A declaração, divulgada nesta quarta-feira (19), surge em meio a sinais contraditórios da administração Trump, que anunciou a redução pela metade dos exercícios militares conjuntos com a Coreia do Sul. Conforme informações divulgadas pela mídia, Kim Yo-jong negou ter conhecimento sobre contatos de seu irmão com Trump, contrariando declarações anteriores do presidente americano.
Exercícios militares reduzidos não alteram percepção norte-coreana
A Coreia do Norte classificou a redução na duração dos exercícios militares entre EUA e Coreia do Sul como irrelevante e sem interesse para o regime. Kim Yo-jong declarou que a natureza provocativa e agressiva dessas manobras não muda, independentemente de sua escala ou duração.
Os exercícios, que originalmente durariam 11 dias, foram reduzidos para 5 dias, terminando nesta sexta-feira (21). Essa medida, embora inédita na relação recente entre os países, não foi suficiente para alterar a desconfiança norte-coreana.
Encontro entre Trump e Kim Jong-un sob incerteza
Donald Trump confirmou que pretende se reunir com Kim Jong-un ainda este ano, especulando-se que o encontro possa ocorrer durante o Fórum de Cooperação Econômica Ásia-Pacífico em novembro, na China. No entanto, a irmã do ditador norte-coreano negou ter informações sobre tais contatos.

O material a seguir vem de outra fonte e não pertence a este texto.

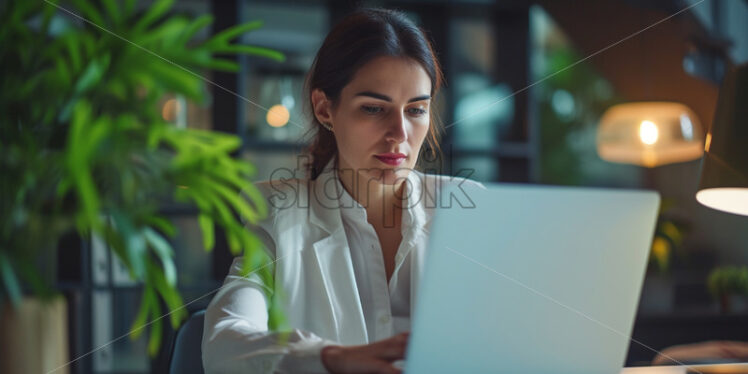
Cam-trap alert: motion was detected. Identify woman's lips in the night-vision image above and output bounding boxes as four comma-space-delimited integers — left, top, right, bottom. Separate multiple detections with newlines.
374, 156, 405, 166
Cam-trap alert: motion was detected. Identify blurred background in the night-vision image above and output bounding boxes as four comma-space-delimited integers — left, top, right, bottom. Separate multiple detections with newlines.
1, 0, 748, 374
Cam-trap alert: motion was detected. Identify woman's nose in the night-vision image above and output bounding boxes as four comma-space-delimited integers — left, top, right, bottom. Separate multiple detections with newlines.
387, 113, 408, 144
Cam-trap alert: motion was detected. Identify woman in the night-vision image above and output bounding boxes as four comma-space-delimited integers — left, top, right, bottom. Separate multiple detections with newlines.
203, 9, 480, 373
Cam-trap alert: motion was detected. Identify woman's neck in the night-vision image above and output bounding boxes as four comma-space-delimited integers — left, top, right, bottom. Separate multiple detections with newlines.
337, 161, 405, 227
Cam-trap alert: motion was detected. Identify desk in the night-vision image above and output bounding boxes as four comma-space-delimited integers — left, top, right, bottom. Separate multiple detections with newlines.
621, 363, 748, 374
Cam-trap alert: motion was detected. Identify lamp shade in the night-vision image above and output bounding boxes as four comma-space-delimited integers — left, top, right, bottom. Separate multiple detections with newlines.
696, 64, 748, 215
597, 101, 704, 167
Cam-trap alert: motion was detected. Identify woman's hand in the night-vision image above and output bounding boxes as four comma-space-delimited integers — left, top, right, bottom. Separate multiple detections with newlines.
321, 332, 409, 374
652, 340, 748, 365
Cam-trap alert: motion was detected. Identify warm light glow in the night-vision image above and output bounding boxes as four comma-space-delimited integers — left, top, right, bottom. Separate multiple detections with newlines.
639, 121, 659, 145
596, 101, 704, 167
161, 99, 179, 122
266, 104, 291, 127
696, 187, 748, 216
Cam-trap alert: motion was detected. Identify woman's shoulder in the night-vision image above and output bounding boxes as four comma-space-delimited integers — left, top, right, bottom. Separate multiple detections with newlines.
253, 178, 309, 210
413, 170, 486, 192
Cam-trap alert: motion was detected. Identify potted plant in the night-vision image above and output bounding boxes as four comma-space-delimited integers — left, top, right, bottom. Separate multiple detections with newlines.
707, 266, 748, 313
0, 0, 284, 371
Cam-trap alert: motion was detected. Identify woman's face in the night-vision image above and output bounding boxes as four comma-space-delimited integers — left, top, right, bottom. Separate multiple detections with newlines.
313, 56, 431, 185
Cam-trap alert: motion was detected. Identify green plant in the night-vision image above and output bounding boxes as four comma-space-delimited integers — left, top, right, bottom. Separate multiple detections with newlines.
707, 266, 748, 300
0, 0, 284, 354
649, 199, 690, 273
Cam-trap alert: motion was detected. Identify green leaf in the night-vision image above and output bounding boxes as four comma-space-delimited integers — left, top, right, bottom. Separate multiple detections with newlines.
202, 20, 263, 49
0, 251, 21, 307
213, 45, 286, 62
73, 0, 106, 27
74, 54, 111, 94
143, 227, 177, 287
112, 211, 148, 279
132, 0, 174, 34
177, 14, 213, 45
130, 284, 153, 340
102, 0, 122, 25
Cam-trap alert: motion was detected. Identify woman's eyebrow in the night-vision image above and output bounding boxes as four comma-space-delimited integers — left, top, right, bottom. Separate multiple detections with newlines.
353, 91, 431, 103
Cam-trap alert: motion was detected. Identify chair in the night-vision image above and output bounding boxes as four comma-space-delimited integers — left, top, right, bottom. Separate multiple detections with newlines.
169, 310, 205, 374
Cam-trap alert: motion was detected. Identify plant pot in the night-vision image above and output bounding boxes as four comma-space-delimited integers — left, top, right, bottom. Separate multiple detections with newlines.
0, 296, 70, 374
639, 273, 675, 314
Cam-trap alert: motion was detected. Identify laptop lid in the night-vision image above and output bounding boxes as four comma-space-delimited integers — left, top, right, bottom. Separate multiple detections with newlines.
405, 183, 660, 374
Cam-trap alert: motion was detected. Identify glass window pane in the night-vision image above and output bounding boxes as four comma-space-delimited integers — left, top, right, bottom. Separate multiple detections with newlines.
242, 150, 307, 181
530, 6, 639, 187
450, 18, 514, 148
452, 156, 499, 182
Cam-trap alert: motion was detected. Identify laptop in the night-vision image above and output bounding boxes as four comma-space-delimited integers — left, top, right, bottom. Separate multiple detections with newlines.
404, 183, 660, 374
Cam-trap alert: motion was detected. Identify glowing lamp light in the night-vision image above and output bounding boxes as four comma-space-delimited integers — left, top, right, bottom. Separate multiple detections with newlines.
265, 104, 291, 127
597, 101, 704, 167
639, 121, 659, 145
696, 64, 748, 216
161, 99, 180, 122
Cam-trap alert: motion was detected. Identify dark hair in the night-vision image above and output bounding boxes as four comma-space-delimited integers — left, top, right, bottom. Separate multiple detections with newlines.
304, 8, 444, 179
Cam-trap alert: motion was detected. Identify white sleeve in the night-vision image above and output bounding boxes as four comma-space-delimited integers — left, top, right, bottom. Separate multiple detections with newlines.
202, 185, 339, 374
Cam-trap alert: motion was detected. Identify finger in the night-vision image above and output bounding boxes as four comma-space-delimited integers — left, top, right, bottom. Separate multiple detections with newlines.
374, 337, 407, 361
377, 361, 403, 374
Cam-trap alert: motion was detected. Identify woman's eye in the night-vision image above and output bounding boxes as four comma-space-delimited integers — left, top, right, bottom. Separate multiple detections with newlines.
411, 108, 426, 116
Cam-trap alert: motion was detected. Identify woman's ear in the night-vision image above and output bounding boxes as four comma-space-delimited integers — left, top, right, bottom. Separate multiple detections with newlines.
312, 88, 332, 124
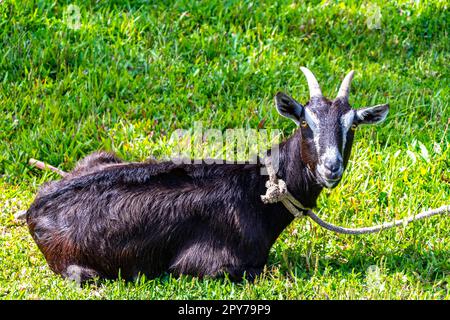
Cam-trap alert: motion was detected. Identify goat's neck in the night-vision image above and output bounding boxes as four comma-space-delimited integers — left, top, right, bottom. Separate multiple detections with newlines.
278, 130, 322, 208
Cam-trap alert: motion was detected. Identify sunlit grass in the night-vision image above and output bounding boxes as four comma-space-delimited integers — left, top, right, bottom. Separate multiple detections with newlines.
0, 0, 450, 299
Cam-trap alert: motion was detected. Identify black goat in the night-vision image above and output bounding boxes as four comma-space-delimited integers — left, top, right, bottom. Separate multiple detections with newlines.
26, 68, 388, 282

A incerteza sobre o possível encontro adiciona mais um elemento ao complexo cenário diplomático. Analistas temem que o movimento de Trump, em busca de um trunfo diplomático antes das eleições legislativas americanas, possa levar a Coreia do Sul a buscar sua própria bomba nuclear, diante de uma percepção de desengajamento americano.
Contexto geopolítico e histórico de tensões
A Coreia do Norte, que já opera cerca de 60 ogivas atômicas, rejeitou propostas de normalização com a Coreia do Sul e acelerou seus testes de mísseis. O cenário é observado atentamente pela China, aliada de Pyongyang, que busca estreitar laços com a Coreia do Sul.
Historicamente, a relação entre Trump e Kim Jong-un foi marcada por altos e baixos, desde a troca de insultos até encontros diplomáticos que não resultaram em avanços concretos. A política de Joe Biden de reaproximação com a Coreia do Sul havia esfriado a relação, mas os recentes movimentos indicam uma nova fase de aproximação e desconfiança.
Acordo com a Rússia e negação de envio de tropas
A Coreia do Norte também conta com o acordo de defesa mútua assinado com a Rússia, que permite a intervenção do Kremlin em caso de invasão de Seul ao Norte. Kim Yo-jong, no entanto, negou relatos sobre o envio de 50 mil militares norte-coreanos para auxiliar a Rússia em sua ofensiva na Ucrânia.
A posição firme da Coreia do Norte, expressa por Kim Yo-jong, reflete a complexidade das relações internacionais na Península Coreana e a cautela de Pyongyang em relação às iniciativas americanas, mesmo diante de gestos de aproximação por parte de Donald Trump.